Pondering the telephone

1000028_industrial_designOn realizing the vast extent of my ignorance, I decided to go back to the basics and see what I could understand. So, from the beginning:

What is a telephone? Wikipedia tells me,

"The telephone is a telecommunications device which is used to transmit and receive sound (most commonly voice and speech) across distance. Most telephones operate through transmission of electric signals over a complex telephone network which allows almost any phone user to communicate with almost any other."

However, a mobile phone is not the same as a telephone.

A mobile or cellular telephone (commonly, "mobile phone" or "cell phone") is a long-range, portable electronic device used for mobile communication. In addition to the standard voice function of a telephone, current mobile phones can support many additional services such as SMS for text messaging, email, packet switching for access to the Internet, and MMS for sending and receiving photos and video. Most current mobile phones connect to a cellular network of base stations (cell sites), which is in turn interconnected to the public switched telephone network (PSTN) (the exception are satellite phones).

What, then, is a computer? Wiki again,

A computer is a machine for manipulating data according to a list of instructions. Computers take numerous physical forms. […] Society has come to recognize personal computers and their portable equivalent, the laptop computer, as icons of the information age; they are what most people think of as "a computer". However, the most common form of computer in use today is by far the embedded computer. Embedded computers are small, simple devices that are often used to control other devices—for example, they may be found in machines ranging from fighter aircraft to industrial robots, digital cameras, and even children’s toys.

So if I understand all of this correctly, a mobile  phone is a telephone but a telephone is not a mobile or cellphone.  Both contain embedded computers but they are not considered a computer. A computer is not a telephone or a mobile  phone or cellular phone.  [shakes head to clear it, considers changing name and address]

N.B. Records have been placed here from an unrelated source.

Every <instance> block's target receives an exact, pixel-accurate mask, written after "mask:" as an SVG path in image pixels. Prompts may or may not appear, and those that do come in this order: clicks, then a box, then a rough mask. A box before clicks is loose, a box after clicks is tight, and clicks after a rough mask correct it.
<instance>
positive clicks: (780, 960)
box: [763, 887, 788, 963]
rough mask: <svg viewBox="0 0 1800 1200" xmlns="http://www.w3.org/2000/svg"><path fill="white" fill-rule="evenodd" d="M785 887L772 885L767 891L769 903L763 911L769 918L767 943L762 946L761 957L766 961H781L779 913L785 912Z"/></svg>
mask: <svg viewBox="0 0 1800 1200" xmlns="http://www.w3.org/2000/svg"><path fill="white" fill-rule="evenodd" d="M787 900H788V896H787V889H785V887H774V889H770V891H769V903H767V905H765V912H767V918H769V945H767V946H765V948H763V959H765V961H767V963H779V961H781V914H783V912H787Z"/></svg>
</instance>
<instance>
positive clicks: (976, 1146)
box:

Stepping back from all this technical stuff that I don’t know anything about, and discussing it as though with my mom, another third world woman from a developing nation, albeit not from the BoP, I’d say to her –

A telephone allows you to talk to someone anywhere in world and you can hear their voice. From your location.

A mobile phone lets you talk to someone anywhere in the world AND it lets you access information in the form of text or images and sound and lets you take a photograph that you can send to someone or print out and it lets you record sound and moving images and it lets you pay for parking, transfer funds or pay for a haircut, from anywhere at all.

Interestingly enough,  I can use my desktop computer with a broadband connection as it is now, to talk to my mom, pay my rent, transfer funds, access information in the form sound, text, moving images, transmit such information AND use a whole bunch of other applications besides to do everything from finite element analysis to animation graphics to playing real time strategy games in a rich, visual environment. From my location. Yes I can take my laptop with me.

Now this conversation isn’t going towards convergence, that’s obvious… its an attempt to understand the WHY behind the WHAT – which is, the mobile has been a demostrable engine for social and economic development for those who have nothing. Let’s see where this musing takes me… I make no promises.